Further fueling the debate over whether cybercriminals should be allowed to benefit from their crimes, U.S. Assistant Secretary of Defense Arthur Money told a crowd of cyber-vandals in Las Vegas, Nevada Friday that they should give up their destructive ways and help the U.S. government fend off cyberattacks from foreign governments.
Money’s remarks came at the eighth annual DEF CON 8.0 convention, where he and colleagues from the Federal Computer Incident Response Center (FedCIRC), the Air Force, and the Department of Defense (DOD) took part in a “Meet the Fed” panel discussion.
The Pentagon’s Chief Information Officer with responsibility for command, control, communications and intelligence, told the assembled hackers, “If you are extremely talented, and you are wondering what you’d like to do for the rest of your life — join us, and help us educate our people.”
Adding Up Costs
Money and the other government officials did not pull any punches in telling the computer geniuses exactly how costly and disruptive their attacks are. Money said that there were 22,124 attacks in 1999 — each costing almost $1.5 million (US$) — against Department of Defense (DOD) computers. Total bill: $25 billion to defend against hackers.
Said Money, “It might be viewed as a challenge, it might be viewed as fun to hack into things, but you might be affecting the lives of people. I would rather have my attention focused on what rogue states are doing to us than being harassed seven times a day figuring out what some guy is doing to us.”
David Jerrold, director of FedCIRC, was equally blunt with the hackers. He said, “There are those things that are fine for education or curiosity, and that’s good. But those of you who do things for anarchy or for destroying data — there is no glory in being an [expletive deleted].”
Jerrold told the hackers that they should call him the next time they discover a security hole in federal computers, instead of posting the discovery on message boards.
Toys, Not Money
The Feds told the hackers that working for the government would not have the same financial rewards as working for a private security firm. However, according to Dick Schaefer, director of infrastructure and information assurance for the DOD, there are other perks.
He said, “We have got some of the most sophisticated toys in the world. If you would like to get access to those toys and become a part of a very elite team, we would like to talk to you.”
The Lawless Zone
While the U.S. military is looking to hire hackers, the European Union (EU) wants to put them behind bars. At an unofficial meeting of EU justice and interior ministers in the French port of Marsaille on Saturday, EU Ministers vowed to crack down on cybercrime — including fraud, child pornography, and hacking — by working with other nations to track down cybercriminals who strike across national boundaries.
French Justice Minister Elisabeth Guigou said after the meeting, “It is not at all our intention to limit the development of the Internet, but we must avoid letting it become a lawless zone.”
Taking Legal Action
The European Commission, the EU’s executive body, outlined several proposals to crack down on Internet crime. The Commission believes that new laws are needed to close legal loopholes on fraud and hacking. Also needed are rules to allow police to seize computer data from other countries.
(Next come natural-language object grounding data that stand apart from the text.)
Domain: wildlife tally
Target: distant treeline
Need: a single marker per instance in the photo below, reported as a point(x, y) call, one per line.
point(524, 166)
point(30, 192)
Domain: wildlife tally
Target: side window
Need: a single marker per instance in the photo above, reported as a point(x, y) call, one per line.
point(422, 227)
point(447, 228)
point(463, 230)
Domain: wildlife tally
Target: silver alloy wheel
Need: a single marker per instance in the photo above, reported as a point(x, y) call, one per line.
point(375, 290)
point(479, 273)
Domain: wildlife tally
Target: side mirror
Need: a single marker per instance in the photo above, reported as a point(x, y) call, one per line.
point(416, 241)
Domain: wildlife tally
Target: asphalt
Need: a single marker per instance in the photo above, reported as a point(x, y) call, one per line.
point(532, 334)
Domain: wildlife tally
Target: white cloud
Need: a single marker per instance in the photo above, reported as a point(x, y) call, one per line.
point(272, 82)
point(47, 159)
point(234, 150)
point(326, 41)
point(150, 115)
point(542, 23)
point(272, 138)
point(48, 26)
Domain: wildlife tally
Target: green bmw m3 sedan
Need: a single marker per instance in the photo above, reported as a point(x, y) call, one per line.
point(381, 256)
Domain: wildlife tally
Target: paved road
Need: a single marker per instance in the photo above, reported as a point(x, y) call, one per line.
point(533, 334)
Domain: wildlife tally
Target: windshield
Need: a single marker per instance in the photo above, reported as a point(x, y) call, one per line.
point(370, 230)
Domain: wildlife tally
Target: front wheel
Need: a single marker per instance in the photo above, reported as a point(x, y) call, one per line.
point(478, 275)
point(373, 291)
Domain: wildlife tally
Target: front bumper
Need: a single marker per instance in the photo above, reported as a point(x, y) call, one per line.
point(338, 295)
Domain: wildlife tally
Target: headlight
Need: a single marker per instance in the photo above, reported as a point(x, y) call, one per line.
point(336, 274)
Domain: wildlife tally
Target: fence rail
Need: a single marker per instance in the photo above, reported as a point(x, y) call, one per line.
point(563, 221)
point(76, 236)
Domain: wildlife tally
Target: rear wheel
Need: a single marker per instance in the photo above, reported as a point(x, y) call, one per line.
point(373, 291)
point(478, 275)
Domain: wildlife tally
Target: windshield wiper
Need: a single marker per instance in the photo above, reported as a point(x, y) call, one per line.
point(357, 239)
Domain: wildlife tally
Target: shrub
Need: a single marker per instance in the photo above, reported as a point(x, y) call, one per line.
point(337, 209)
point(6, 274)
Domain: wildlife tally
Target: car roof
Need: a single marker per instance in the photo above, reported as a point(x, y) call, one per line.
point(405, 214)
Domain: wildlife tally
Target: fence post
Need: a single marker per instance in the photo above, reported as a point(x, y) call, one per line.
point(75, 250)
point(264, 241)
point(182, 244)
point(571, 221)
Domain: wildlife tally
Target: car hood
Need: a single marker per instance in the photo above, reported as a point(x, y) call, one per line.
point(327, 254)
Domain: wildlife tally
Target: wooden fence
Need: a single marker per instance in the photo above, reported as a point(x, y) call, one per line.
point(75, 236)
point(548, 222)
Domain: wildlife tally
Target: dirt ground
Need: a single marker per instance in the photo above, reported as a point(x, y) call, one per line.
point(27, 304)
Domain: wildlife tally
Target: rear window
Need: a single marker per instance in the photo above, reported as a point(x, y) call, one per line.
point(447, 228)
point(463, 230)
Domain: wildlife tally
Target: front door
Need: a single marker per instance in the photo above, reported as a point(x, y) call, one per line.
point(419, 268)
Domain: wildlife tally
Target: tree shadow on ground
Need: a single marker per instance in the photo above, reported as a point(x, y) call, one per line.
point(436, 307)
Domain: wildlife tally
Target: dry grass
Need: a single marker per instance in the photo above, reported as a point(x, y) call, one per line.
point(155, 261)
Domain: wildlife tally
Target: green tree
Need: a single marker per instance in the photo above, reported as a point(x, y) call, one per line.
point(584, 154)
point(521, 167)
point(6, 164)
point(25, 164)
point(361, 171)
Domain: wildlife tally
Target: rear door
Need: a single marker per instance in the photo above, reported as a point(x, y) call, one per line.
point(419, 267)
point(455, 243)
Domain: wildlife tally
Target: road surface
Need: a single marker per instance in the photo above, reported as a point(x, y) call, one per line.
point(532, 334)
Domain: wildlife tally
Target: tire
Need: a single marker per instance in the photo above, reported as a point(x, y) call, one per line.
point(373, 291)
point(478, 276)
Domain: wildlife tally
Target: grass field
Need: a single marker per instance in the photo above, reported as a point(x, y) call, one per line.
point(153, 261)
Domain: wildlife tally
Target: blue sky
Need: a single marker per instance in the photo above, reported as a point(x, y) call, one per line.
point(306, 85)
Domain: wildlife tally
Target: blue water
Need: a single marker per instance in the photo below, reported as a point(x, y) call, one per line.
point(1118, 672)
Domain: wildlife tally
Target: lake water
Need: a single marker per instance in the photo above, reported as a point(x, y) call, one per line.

European Commissioner Antoni Vitorino told the EU ministers that “Existing forms of mutual assistance are entirely inadequate for fast moving and complex investigations on the Internet.” He would like member states to take action to ensure their police forces are up to speed on the latest technology.
The goal, according to Vitorino, is to combat e-crime without stifling e-commerce. He said, “Governments should recognize that the needs of law enforcement may place burdens on industry and thus take reasonable steps to minimize such burdens.”